Lenkstockhebel/Lenkmanschette vor Wiedereinbau einfetten usw. ?

  • Das weiß ich nicht , deshalb hab ich ja geöffnet. Bin ja kein Fachmann. Saß halt viel fester Dreck überall zwischen den Rippen, was ich weg habe. (wurde wohl sehr lange nicht gesäubert)

    Er war auf jeden Fall versaut nach hinten in Richtung Blattfeder und nach unten auch... glänzend ölig aber

    ich habe ihn ja nur 5 km gefahren. In 1 Woche kommt ein Bekannter (Kfzler aber kein Trabikenner) der will auch mal schauen.

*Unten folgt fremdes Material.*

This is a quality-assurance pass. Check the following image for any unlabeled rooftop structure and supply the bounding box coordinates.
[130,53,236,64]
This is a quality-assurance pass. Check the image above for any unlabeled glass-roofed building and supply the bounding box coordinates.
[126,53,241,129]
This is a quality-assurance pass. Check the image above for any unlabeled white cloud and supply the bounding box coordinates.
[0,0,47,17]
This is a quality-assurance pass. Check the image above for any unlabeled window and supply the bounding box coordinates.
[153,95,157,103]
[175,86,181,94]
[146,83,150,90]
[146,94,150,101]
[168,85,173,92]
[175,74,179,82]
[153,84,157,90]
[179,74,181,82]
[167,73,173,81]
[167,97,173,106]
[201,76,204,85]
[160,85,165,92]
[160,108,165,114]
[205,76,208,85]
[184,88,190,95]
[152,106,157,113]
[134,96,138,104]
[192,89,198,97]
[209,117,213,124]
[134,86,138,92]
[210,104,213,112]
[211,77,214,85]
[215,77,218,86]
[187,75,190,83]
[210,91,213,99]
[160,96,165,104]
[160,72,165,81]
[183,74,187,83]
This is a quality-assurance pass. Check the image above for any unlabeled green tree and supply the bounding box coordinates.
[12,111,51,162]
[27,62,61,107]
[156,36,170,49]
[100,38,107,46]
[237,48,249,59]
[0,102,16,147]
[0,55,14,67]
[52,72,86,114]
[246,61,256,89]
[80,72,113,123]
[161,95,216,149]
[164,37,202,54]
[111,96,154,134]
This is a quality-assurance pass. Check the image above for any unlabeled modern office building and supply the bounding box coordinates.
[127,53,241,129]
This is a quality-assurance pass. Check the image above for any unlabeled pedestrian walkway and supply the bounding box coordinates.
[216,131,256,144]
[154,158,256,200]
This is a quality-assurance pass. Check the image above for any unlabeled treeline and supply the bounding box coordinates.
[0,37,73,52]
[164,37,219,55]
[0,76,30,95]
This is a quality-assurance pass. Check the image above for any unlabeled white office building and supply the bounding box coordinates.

    Aber ich frag hier eben nach eurem ersten Eindruck. Neue mache ich ganz sicher rein.. Kann ich die unteren als "Laie" auch wechseln oder ist das zu kompliziert (auch mit belesen)

  • Da stellt sich mir wieder die Warumfrage. Wenn das undicht ist, ja. Wenn nicht, dann besser in Ruhe lassen.

    Die Kolben müssen neu eingefädelt und die Zylinder wieder ausgerichtet werden. Sicherlich kein Hexenwerk, aber ohne Grund doch eher unnötig.

    Oben scheint mir alles in Ordnung zu sein, alles gut reinigen, neue Kopfdichtungen verwenden, die Köpfe zentrieren und in mehreren Durchgängen kreuzweise mit dem Drehmomentschlüssel anziehen.

  • Da kommt mein Über.... zu Tage. grrrr und lass erstmal die Finger von den Unteren. Es war halt soviel Dreck dahinter,

    dass man (äh ich Laie) es nicht genau erkennen konnt.

    Von den unteren Hände weg. Danke und richtig.:thumbup:

    Ich mache die oberen Dichtungen, neue Schrauben usw. und dann wird es die Ausfahrt:) zeigen in paar Wochen.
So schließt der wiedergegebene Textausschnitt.